Wouldn't be too bad to achieve the same life span!
ggplot(df) + \
geom_histogram(aes(x='age_get_prize'), binwidth=5, boundary=22) + \
ggtitle('Distribution of Nobel Prize Winners Age')
The mean age of winning the Nobel prize is 60 years.
ggplot(df, aes(x='age', y='age_get_prize')) + \
geom_bin2d(aes(paint_a='..count..'), size=.2, color='#08306b', fill_by='paint_a', binwidth=[5, 5]) + \
continuous_color_scale() + \
facet_grid(x='gender') + \
ggtitle('Common Distribution of Death Age and Getting the Prize Age')
This graph confirms our previous conclusions.
ggplot(df) + \
geom_boxplot(aes(x='category', y='age_get_prize', paint_a='category'), fill_by='paint_a') + \
facet_grid(x='gender') + \
discrete_color_scale() + \
ggtitle('Aggregated Information About Age by Category and Gender')
If we consider the categories, the mean age would be different. In many cases, physicists were relatively young when they achieved success, but economists tended to win the prize in slightly older age. For women, higher scatter in graph data could be explained by smaller sampling.
ggplot(df, aes(x='year', y='age_get_prize')) + \
geom_point(aes(paint_a='gender'), color_by='paint_a') + \
geom_smooth(method='loess', color='black') + \
scale_x_continuous(breaks=decades, labels=[str(d) for d in decades]) + \
discrete_color_scale() + \
ggtitle('Distribution of Ages by Years')
Here we also see that the mean age when Nobel laureates receive their prize is rising over time.
ggplot(df, aes(x='year', y='age_get_prize')) + \
geom_point(aes(paint_a='gender'), color_by='paint_a') + \
geom_smooth(method='loess', color='black') + \
scale_x_continuous(breaks=decades, labels=[str(d) for d in decades]) + \
facet_grid(y='category') + \
discrete_color_scale() + \
ggtitle('Category Wise Distribution of Ages by Years')
Taking categories into account, we realize that the mean age doesn't always increase. It could even decrease in the case of the peace prize. For literature or economics, things don't change.
N = 20
p1 = ggplot(df.sort_values(by='age_get_prize', ascending=False)[:N]) + \
geom_bar(aes(x='fullname', y='age_get_prize', paint_a='gender'), fill_by='paint_a', stat='identity') + \
discrete_color_scale() + \
ggtitle('Top {0} Oldest Nobel Prize Laureates'.format(N))
p2 = ggplot(df.sort_values(by='age_get_prize', ascending=False)[-N:]) + \
geom_bar(aes(x='fullname', y='age_get_prize', paint_a='gender'), fill_by='paint_a', stat='identity') + \
discrete_color_scale() + \
ggtitle('Top {0} Youngest Nobel Prize Laureates'.format(N))
bunch = GGBunch()
bunch.add_plot(p1, 0, 0, 400, 300)
bunch.add_plot(p2, 400, 0, 400, 300)
bunch.show()
Finally we take a look at the oldest and youngest people who got the prize.

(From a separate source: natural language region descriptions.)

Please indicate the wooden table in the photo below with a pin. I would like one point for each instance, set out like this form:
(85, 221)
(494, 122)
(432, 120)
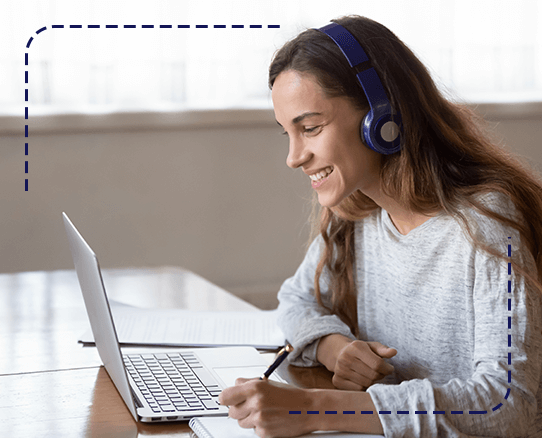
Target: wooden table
(51, 386)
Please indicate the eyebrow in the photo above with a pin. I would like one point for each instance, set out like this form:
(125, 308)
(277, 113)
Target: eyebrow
(301, 117)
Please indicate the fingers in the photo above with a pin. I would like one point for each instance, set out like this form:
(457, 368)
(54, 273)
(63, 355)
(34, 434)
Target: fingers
(358, 373)
(232, 396)
(382, 350)
(366, 355)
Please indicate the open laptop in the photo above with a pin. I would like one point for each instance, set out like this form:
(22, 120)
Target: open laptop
(158, 385)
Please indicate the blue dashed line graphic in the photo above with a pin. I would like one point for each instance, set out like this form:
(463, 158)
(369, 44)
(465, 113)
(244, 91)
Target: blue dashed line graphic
(115, 26)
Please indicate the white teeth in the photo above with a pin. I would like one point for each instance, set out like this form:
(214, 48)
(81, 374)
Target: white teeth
(321, 174)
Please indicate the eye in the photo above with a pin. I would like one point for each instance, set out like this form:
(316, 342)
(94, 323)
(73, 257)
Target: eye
(309, 130)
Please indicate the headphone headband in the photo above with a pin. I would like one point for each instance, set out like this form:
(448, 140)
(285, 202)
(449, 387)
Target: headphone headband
(380, 114)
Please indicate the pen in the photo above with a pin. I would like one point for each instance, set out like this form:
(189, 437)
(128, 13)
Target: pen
(279, 359)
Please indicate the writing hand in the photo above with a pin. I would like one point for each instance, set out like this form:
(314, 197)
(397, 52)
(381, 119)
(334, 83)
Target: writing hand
(264, 406)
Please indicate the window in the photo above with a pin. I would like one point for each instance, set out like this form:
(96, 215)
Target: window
(480, 51)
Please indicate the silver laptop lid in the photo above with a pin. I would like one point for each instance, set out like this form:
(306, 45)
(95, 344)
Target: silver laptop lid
(99, 313)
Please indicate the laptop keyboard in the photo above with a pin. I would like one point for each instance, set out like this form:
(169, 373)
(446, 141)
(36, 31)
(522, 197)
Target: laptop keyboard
(173, 382)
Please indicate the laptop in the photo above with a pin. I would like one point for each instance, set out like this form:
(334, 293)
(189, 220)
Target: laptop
(158, 385)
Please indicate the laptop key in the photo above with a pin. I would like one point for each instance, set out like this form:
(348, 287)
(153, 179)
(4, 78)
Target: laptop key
(205, 376)
(210, 404)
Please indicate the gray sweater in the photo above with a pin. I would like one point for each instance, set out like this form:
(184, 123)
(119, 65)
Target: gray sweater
(468, 342)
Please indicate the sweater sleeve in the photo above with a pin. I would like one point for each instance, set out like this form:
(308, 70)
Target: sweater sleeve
(499, 398)
(300, 317)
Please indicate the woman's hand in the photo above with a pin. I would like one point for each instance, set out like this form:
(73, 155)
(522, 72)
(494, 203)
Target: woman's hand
(264, 405)
(356, 364)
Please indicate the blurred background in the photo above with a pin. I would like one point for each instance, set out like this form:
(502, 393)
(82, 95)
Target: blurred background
(161, 144)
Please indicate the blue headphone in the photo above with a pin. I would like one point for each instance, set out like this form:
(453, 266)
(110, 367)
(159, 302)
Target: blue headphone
(380, 128)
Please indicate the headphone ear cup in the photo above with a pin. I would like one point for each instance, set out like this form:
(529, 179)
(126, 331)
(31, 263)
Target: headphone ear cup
(365, 129)
(382, 135)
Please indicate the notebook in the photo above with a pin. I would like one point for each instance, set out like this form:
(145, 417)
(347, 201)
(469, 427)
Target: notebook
(229, 428)
(158, 385)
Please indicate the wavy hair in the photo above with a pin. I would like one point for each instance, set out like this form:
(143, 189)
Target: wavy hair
(446, 162)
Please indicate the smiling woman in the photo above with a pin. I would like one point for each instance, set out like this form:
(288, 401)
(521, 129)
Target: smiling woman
(325, 141)
(429, 247)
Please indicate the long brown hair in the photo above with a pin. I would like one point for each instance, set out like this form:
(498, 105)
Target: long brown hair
(447, 158)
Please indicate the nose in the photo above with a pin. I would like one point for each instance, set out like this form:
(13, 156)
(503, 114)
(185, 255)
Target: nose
(298, 154)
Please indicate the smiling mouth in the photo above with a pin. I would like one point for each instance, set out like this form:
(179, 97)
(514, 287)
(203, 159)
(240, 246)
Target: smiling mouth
(317, 177)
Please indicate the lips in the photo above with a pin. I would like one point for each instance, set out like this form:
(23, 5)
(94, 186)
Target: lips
(318, 176)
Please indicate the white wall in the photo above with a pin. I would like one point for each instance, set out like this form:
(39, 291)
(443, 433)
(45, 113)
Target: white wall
(218, 200)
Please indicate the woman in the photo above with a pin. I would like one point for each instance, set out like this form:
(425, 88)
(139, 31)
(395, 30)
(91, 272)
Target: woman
(406, 293)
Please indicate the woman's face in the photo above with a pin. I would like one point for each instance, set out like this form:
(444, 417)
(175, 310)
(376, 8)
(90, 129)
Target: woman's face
(325, 140)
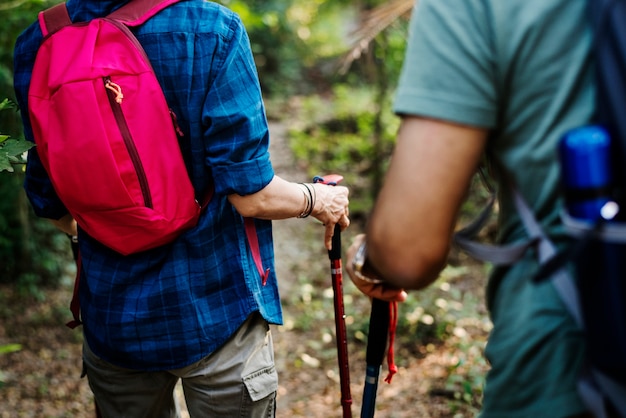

multiple_laureates = list({k: v for k, v in (df.fullname.value_counts() > 1).items() if v}.keys())
ggplot(df[df.fullname.isin(multiple_laureates)]) + \
geom_point(aes(x='year', y='fullname', paint_a='category', \
shape='gender', size='age_get_prize'), \
color_by='paint_a', fill_by='paint_a',
alpha=.5, tooltips=layer_tooltips().line('@fullname').line('year get prize|@year')\
.line('prize category|@category')\
.line('prize share|1/@prize_share')\
.line('university|@name_of_university')
.line('@|@gender').line('prize winning age|@age_get_prize')\
.line('age at death|@age')\
.line('born country|@born_country')\
.line('died country|@died_country')) + \
scale_x_continuous(breaks=decades, labels=[str(d) for d in decades]) + \
discrete_color_scale() + \
scale_shape_manual(values=[24, 25]) + scale_size(name='prize winning age', range=[4, 8]) + \
ggsize(600, 400) + ggtitle('Laureates Who Won Nobel Prize More Than Once') + \
theme(legend_position='bottom', axis_title_y='blank', axis_tooltip='blank')
By now, there are four people who have received the prize more than once. One of them is a woman. Also she is the only one who moved to a different country. Two of them changed categories in which they achieved the results.
The first case was in 1903 and the last one in 1980.
Look at the graph and you will find out even more fascinating details about these people.